配列番号13及び15の塩基配列のDNAは、クロストリジウム アセトブチィリカム(Clostridium acetobutylicum)に由来する遺伝子である。また、配列番号13は、THLをコードするthl遺伝子の塩基配列であり、配列番号15は、ADCをコードするadc遺伝子の塩基配列である。配列番号14の塩基配列のDNAは、エシェリヒア コリ(Escherichia coli)に由来する遺伝子である。また、配列番号14は、CTFをコードするatoAD遺伝子の塩基配列である。配列番号16の塩基配列のDNAは、ロドコッカス ルーバー(Rhodococcus ruber)に由来する遺伝子である。また、配列番号16は、ADHをコードするadh遺伝子の塩基配列である。
本発明において「ストリンジェントな条件」は、一般的な条件、例えば、Molecular Cloning, A Laboratory Manual, Second Edition,1989,Vol2,p11.45等に記載された条件を指す。具体的には、完全ハイブリッドの融解温度(Tm)より5〜10℃低い温度でハイブリダイゼーションが起こる場合を指す。
ここで、より好ましい「ストリンジェントな条件」とは、90%以上、さらに好ましくは95%以上、特に好ましくは98%以上の相同性が配列間に存在するときにハイブリダイゼーションが起こることを意味する。このような「ストリンジェントな条件」については、上記Molecular Cloning, A Laboratory Manual, Second edition, Cold Spring Harbor Laboratory Press(1989)、特に11.45節”Conditions for Hybridization of Oligonucleotide Probes”に記載されており、ここに記載の条件を使用し得る。

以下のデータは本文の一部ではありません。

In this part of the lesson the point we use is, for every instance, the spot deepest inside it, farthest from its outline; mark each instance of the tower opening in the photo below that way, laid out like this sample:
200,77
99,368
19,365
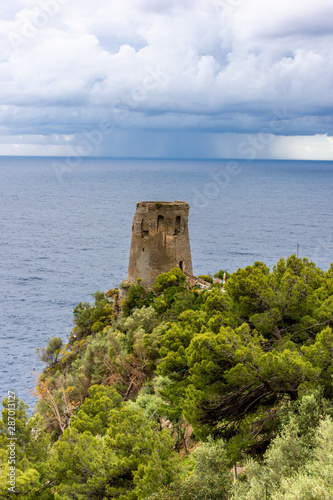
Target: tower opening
144,228
160,223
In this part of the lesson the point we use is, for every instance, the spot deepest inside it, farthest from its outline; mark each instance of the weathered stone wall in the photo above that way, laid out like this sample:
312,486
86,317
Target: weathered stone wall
160,240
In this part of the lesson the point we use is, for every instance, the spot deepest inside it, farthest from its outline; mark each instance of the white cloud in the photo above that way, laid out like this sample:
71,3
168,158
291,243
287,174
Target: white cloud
206,67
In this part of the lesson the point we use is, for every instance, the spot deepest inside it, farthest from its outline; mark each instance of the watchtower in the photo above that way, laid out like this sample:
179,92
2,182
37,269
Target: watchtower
160,240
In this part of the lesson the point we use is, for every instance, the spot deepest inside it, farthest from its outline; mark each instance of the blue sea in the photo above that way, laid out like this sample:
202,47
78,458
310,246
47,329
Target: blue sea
65,232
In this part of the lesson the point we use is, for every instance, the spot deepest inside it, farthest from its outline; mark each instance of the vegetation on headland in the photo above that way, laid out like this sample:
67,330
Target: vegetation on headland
158,399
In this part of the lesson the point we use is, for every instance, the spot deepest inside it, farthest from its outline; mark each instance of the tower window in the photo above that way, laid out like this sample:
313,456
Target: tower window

本発明において、塩基配列間の相同性は、計算ソフトGENETYX(登録商標)Ver.8(ジェネティックス社製)を用いて計算した値である。
なお、本発明において、あるDNAとストリンジェントな条件でハイブリダイズするDNA、例えば、配列番号13の塩基配列からなるDNAと相補的な塩基配列からなるDNAとストリンジェントな条件でハイブリダイズするDNAは、配列番号13の塩基配列と約90%以上の配列相同性を有することが好ましく、約95%以上の配列相同性を有することがより好ましく、約98%以上の配列相同性を有することが特に好ましい。

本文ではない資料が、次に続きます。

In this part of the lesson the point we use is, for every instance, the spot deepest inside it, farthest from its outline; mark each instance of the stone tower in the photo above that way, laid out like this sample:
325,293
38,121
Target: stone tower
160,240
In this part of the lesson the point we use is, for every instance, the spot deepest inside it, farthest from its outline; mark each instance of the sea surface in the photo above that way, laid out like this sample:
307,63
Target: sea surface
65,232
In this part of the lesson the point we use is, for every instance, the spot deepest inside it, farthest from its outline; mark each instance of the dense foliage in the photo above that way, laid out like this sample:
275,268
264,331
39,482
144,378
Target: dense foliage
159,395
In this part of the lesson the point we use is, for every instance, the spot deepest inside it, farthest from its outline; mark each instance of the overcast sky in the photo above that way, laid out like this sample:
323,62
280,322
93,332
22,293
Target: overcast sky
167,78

種々の生物由来のTHLをコードする外来性遺伝子、CTFをコードする外来性遺伝子、ADCをコードする外来性遺伝子、及びADHをコードする外来性遺伝子の各配列をPCR(polymerase chain reaction)法により増幅するためのオリゴヌクレオチドプライマーセットとしては、以下のものが挙げられる。このようなプライマーセットとしては、例えば、THLをコードする遺伝子を増幅するための配列番号1及び2の塩基配列で表されるプライマーセット;CTFをコードする遺伝子を増幅するための配列番号5及び6の塩基配列で表されるプライマーセット;ADCをコードする遺伝子を増幅するための配列番号3及び4の塩基配列で表されるプライマーセット;ADHをコードする遺伝子を増幅するための配列番号7及び8の塩基配列で表されるプライマーセットなどが挙げられる。

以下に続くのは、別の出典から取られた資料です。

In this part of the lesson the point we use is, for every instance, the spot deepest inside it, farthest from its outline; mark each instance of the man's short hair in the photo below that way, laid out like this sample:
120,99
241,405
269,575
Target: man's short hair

PCR法は、公知のPCR装置、例えばサーマルサイクラーなどを利用することができる。PCRのサイクルは、公知の技術にしたがって行なわれてよく、例えば、変性、アニーリング、伸張を1サイクルとし、通常10〜100サイクル、好ましくは、約20〜50サイクルである。PCRの鋳型としては、上述のイソプロパノール生成経路の酵素活性を示す微生物から単離したDNAを用いて、PCR法によりTHL、CTF、ADC及びADHそれぞれをコードする遺伝子のcDNAを増幅することができる。PCR法によって得られた遺伝子は、適当なクローニングベクターに導入することができる。クローニング法としては、pGEM-T easy vector system(Promega社製)、TOPO TA-cloning system(Invitrogen社製)、Mighty Cloning Kit(Takara社製)などの商業的に入手可能なPCRクローニングシステムなどを使用することもできる。また、方法の1つの例を実施例で詳記するが、該領域を含むDNA断片を、既知のTHLをコードする遺伝子、CTFをコードする遺伝子、ADCをコードする遺伝子、及びADHをコードする遺伝子それぞれの塩基配列に基づいて適当に設計された合成プライマーを鋳型として用いたハイブリダイゼーション法により取得することもできる。
ベクターの構築
次いで、PCR法で得られた遺伝子を含むクローニングベクターを、微生物、例えばエシェリヒア コリ(Escherichia coli)JM109菌株などに導入し、該菌株を形質転換する。この形質転換された菌株を適当な抗生物質(例えばアンピシリン、クロラムフェニコールなど)を含む培地で培養し、培養物から菌体を回収する。回収された菌体からプラスミドDNAを抽出する。プラスミドDNAの抽出は、公知の技術によって行なうことができ、また市販のプラスミド抽出キットを用いて簡便に抽出することもできる。市販のプラスミド抽出キットとしては、キアクイックプラスミド精製キット(商品名:Qiaquick plasmid purification kit、キアゲン社製)などが挙げられる。この抽出されたプラスミドDNAの塩基配列を決定することにより、THLをコードする遺伝子、CTFをコードする遺伝子、ADCをコードする遺伝子、及びADHをコードする遺伝子の各配列を確認することができる。DNAの塩基配列の決定は、公知の方法、例えばジオキシヌクレオチド酵素法などにより決定することができる。また、キャピラリー電気泳動システムを用いて、検出には多蛍光技術を使用して塩基配列を決定することもできる。また、DNAシーケンサー、例えばABI PRISM 3730xl DNA Analyzer(アプライドバイオシステム社製)などを使用して決定することもできる。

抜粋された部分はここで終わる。